Five Chinese Hackers on FBI Most Wanted List
Chinese hackers charged with taking part in cyber attacks against six US companies: (l-r) Sun Kailiang, Wang Dong, Huang Zhenyu, Wen Xinyu, Wang Dong and Gu ChunhuiFBI

The US government has charged five Chinese military officials with carrying out cyber-attacks against six US companies, one of which builds nuclear power plants.

A grand jury in the Western District of Pennsylvania indicted five Chinese military personnel on charges of computer hacking, economic espionage and other offences directed at six American companies involved in the nuclear power, metals and solar products industries.

"This is a case alleging economic espionage by members of the Chinese military and represents the first ever charges against a state actor for this type of hacking," US Attorney General Eric Holder said.

The US is alleging that Wang Dong, Sun Kailiang and Wen Xinyu were all officers in Unit 61398 of the Third Department of the Chinese People's Liberation Army (PLA) and were involved with others in the cyber-attacks on the six US companies.

The US is further charging Huang Zhenyu and Gu Chunhui - also members of Unit 61398 - with aiding the cyber-attacks by managing the infrastructure (such as domain names) during the attacks.

Economic advantage

This is the same PLA group which was identified by security company Mandiant in a report from February 2013, which detailed a seven year campaign of cyber-espionage against 141 companies, most of them located in the US.

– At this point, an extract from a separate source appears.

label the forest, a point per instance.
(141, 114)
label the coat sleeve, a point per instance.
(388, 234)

The FBI, which carried out the investigation into the Chinese hackers, has taken the unusual step of publishing images of the five accused, including one of Sun and Chunhui in fully military uniform.

"For too long, the Chinese government has blatantly sought to use cyber espionage to obtain economic advantage for its state-owned industries," said FBI Director James B. Comey. "The indictment announced today is an important step. But there are many more victims, and there is much more to be done."

This investigation is said to have been underway for more than a year and was a high priority for Barack Obama.

The most high profile of the six US companies which have allegedly been attacked is the nuclear power company Westinghouse Electric. According to the indictment which was unsealed on Monday, in 2010 Sun stole "confidential and proprietary technical and design specifications for pipes, pipe supports, and pipe routing" for four nuclear power plants the company was building in China.

The other companies which have allegedly been hacked by this group include SolarWorld, US Steel, Allegheny Technologies Inc, the United Steel, Paper and Forestry, Rubber, Manufacturing, Energy, Allied Industrial and Service Workers International Union (USW) and Alcoa Inc.

Jarno Limnell, director of cyber security at McAfee and a doctor of military science, said this is just the beginning of such actions:

"I see this as a starting point for legal processes concerning cyber espionage, and nation-states are following these processes very carefully since there aren't many precedents. New charges and trials will be seen in increasing numbers.

"At the same time we have to remember the meaning of espionage in today's world – stealing information - and if your information is stolen you´ll probably lose your competitive advantage [as a company as well as a nation].

"The consequences of cyber espionage can be remarkable. These legal processes can be both a dream and nightmare for lawyers."